Returns:: True if files were correctly downloaded, False if no files are available for download or the download failed.
Return type:: bool

get_job_response() → bool¶

Performs a request to the API to obtain an updated status of a job execution.

If the job has been completed, result details are assigned to the job_response object.

Returns:: True if the get request was successful. False for FAILED jobs and an Exception for unexpected HTTP codes.
Return type:: bool
Raises:: ValueError – If the Job ID doesn’t exist for the user key, or the get request is invalid.

process_job(path=None)¶

Submit a new job to be processed, wait until the job is completed and then retrieves the job results.

Returns:: True if the extraction processing was successful. False if the job execution failed. An Exception otherwise.
Return type:: bool

submit_job()¶

Performs a POST request to the API using the assigned values in user_key and query.

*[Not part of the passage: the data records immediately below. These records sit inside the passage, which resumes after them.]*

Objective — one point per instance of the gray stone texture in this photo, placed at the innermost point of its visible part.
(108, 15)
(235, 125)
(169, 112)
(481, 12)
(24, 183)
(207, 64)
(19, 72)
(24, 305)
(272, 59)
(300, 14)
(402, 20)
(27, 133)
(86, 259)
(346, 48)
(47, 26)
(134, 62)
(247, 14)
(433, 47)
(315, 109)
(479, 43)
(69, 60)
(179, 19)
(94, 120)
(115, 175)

If the job is initiated succesfully, the initial status is stored in the job_response object. Otherwise any HTTP error will raise an exception.

Returns:: True if the submission was successful. An Exception otherwise.
Return type:: bool
Raises:: ValueError – When the query is empty or invalid.

SnapshotExtractionQuery¶

class factiva.analytics.snapshots.extraction.SnapshotExtractionQuery(where: str = None, includes: dict = None, include_lists: dict = None, excludes: dict = None, exclude_lists: dict = None, file_format: str = 'avro', limit: int = 0, shards: int = 25)¶

Query class used specifically for Snapshot Extraction operations.

where¶

User representation for service authentication

Type:: str

includes¶

Dictionary with a fixed list of codes to include

Type:: dict

includes_list¶

Dictionary with references to Lists for inclusion

Type:: dict

excludes¶

Dictionary with a fixed list of codes to exclude

Type:: dict

excludes_list¶

Dictionary with references to Lists for inclusion

Type:: dict

file_format¶

Chosen file fomat for extraction files

Type:: str

limit¶

Max number of articles to extract

Type:: int

get_payload() → dict¶

Create the basic request payload to be used within a Snapshots Extraction API request.

Returns:: Dictionary containing non-null query attributes.
Return type:: dict

SnapshotExtractionJobReponse¶

class factiva.analytics.snapshots.extraction.SnapshotExtractionJobReponse(job_id: str = None, user_key: UserKey = None)¶

Snapshot Explain Job Response class. Essentially contains the volume of estimate documents.

job_id¶

Job ID returned by Factiva Analyitcs at submission time

Type:: str

short_id¶

Unique portion from the attribute job_id

Type:: str

job_link¶

Job unique URI

Type:: str

job_state¶

Job status value

Type:: str

errors¶

If not empty, a list of errors during the job execution

Type:: list

files¶

If the job is successful, this shows the list of files that can be downloaded with the selected content.

Type:: list